Salut ! vertu des hommes de cœur ; vertu des nobles natures, salut !

Viens, que je serre la main généreuse, ta main qui n’a jamais trahi.

Non, tu n’es pas la brutalité, qui n’a pas d’âme ; tu n’es pas l’insolence qui n’a pas de cœur, l’indiscrétion qui n’a pas d’esprit. Tu es intrépide et douce, intelligente et simple. Ta bouche, avec un fraternel sourire, ta bouche aimable dit la vérité, et ne la hurle pas.

La franchise républicaine ne connaît point d’amis ni d’ennemis. Elle sait dire à son frère : « Tu as tort, » à son rival : « Tu as raison. » Elle s’immole elle-même de bonne grâce, quand on lui montre ce qu’elle ne voyait pas.

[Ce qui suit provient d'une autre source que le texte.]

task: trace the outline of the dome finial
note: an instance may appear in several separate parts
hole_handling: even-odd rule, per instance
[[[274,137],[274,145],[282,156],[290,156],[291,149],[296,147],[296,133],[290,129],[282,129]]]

Amis, ne sentez-vous pas en vous-mêmes quelle joie ce serait dans le ciel et sur la terre, si nous étions tous francs les uns envers les autres, quels soucis, quelles angoisses le mensonge traîne partout derrière lui, et combien il est triste d’user sa sueur et son temps à creuser péniblement dans l’ombre des conduits étroits et tortueux, quand il y a là, sous le soleil, une route si large, si droite, et si bonne au pied, la route de la vérité.

On dit que le mensonge est un rempart, et que l’homme franc marche au combat sans cuirasse. Ah ! que cette cuirasse-là était lourde et gênante, comme on la perçait bien vite à jour, et qu’il était facile d’en trouver le défaut ! Je ne voudrais pas remuer, d’un pied sacrilège, la cendre des morts ; mais dites-moi par où ont été touchés au cœur les hommes puissants qui viennent de tomber.

Les secrets d’État ! Il y a longtemps que ce mot de plomb me pèse. Les secrets qui sont la fable de la ville ! les secrets de Polichinelle, diraient les enfants. Une chose si vulgaire à cette heure qu’elle est tombée dans le théâtre de Scribe ; et que l’homme d’esprit me comprenne : n’entend pas qui veut ce qui bruit à l’oreille de tout le monde. Au panier, vos secrets d’État ! Le vrai secret, maintenant, le secret de la force et de la vie, c’est la franchise.

Ah ! s’il nous fallait voir plus tard les chefs d’un grand peuple ruser et marchander, comme des brocanteurs ; s’il nous fallait encore jouer la comédie, et cacher une défroque dans la coulisse, je dirais à Dieu : « Ce n’était pas la peine de nous avoir fait changer ! »

Et nous autres, frères, ne jouons pas au plus fin entre nous. Soyons francs. N’ayons pas nos secrets d’État, nos secrets qui se devineraient en un jour, qui seraient contre-minés par d’autres secrets. Ne nous poursuivons pas tremblants et aveuglés sous la terre. Allons droit l’un à l’autre, à la face du ciel, les mains ouvertes et le front au vent, comme il convient à des hommes libres, à des républicains.

Républicains ! encore une fois, c’est fait, nous le sommes. Ayons les vertus de notre état. Nous pouvions peut-être nous en passer tout à l’heure, si l’homme peut jamais se passer d’une chose qui est une vertu. Nous ne le pouvons plus aujourd’hui. Croyez-moi, remercions Dieu. Ce qu’il fait est bien fait.